The companies say the lawsuit is a distraction from efforts mediate problems related to lead paint.
In many cases companies stopped producing lead in paint decades ago and have addressed the issue responsibly, said Bonnie Campbell, former attorney general of Iowa and now a lawyer representing Atlantic Richfield, Cleveland-based Sherwin Williams, Millennium Holdings LLC of Houston and NL Industries Inc. of Dallas.
“If decreasing exposure of children to deteriorating lead paint is the goal, then a proper public policy response is certainly not litigation that promises to go on for years, maybe decades,” she said.
Rhode Island became the first state to sue paint manufacturers in 1999.
Last year, a jury there found three of the companies – Sherwin-Williams, NL Industries and Millennium Holdings – liable for creating a public nuisance. The companies have appealed the jury’s verdict to the state Supreme Court.

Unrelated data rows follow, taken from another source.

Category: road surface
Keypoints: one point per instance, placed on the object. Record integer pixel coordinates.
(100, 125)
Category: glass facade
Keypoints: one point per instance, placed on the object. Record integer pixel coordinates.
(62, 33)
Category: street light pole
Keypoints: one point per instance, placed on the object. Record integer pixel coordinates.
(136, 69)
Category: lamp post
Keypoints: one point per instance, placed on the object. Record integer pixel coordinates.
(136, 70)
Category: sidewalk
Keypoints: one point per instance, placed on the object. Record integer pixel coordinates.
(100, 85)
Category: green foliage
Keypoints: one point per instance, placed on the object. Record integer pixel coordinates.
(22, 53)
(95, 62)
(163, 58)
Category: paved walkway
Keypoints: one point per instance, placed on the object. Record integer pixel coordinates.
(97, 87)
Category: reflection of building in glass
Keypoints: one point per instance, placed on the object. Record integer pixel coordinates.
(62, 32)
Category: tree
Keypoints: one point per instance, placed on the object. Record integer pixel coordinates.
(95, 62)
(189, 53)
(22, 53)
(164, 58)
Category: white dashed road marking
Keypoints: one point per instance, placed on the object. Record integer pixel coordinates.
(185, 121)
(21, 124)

The federal government banned lead paint in 1978, but it still turns up in older buildings. Lead in the bloodstream can cause neurological damage and learning disabilities, especially in children.
Ohio Gov. Ted Strickland, a Democrat, vetoed a Republican-backed bill this year that would place limits on consumer fraud lawsuits.
Republicans argue the veto was invalid because the bill was adopted before Strickland took office. The bill would place a $5,000 limit on certain court damages and create new protections for companies that once sold lead paint.
Strickland and his legal advisers say the veto should stand because the former governor, a Republican, never signed it. The bill would have automatically become law in Ohio after 10 days, but Strickland said that did not occur before the veto. Republicans say it did.
The other companies named in the lawsuit are Delaware-based DuPont; Augusta, Maine-based American Cyanamid Co.; Atlanta-based Armstrong Containers Inc.; Naperville, Ill.-based Conagra Grocery Products Co., West Paterson, N.J.-based Cytec Industries Inc.; and Houston-based Lyondell Chemical Co.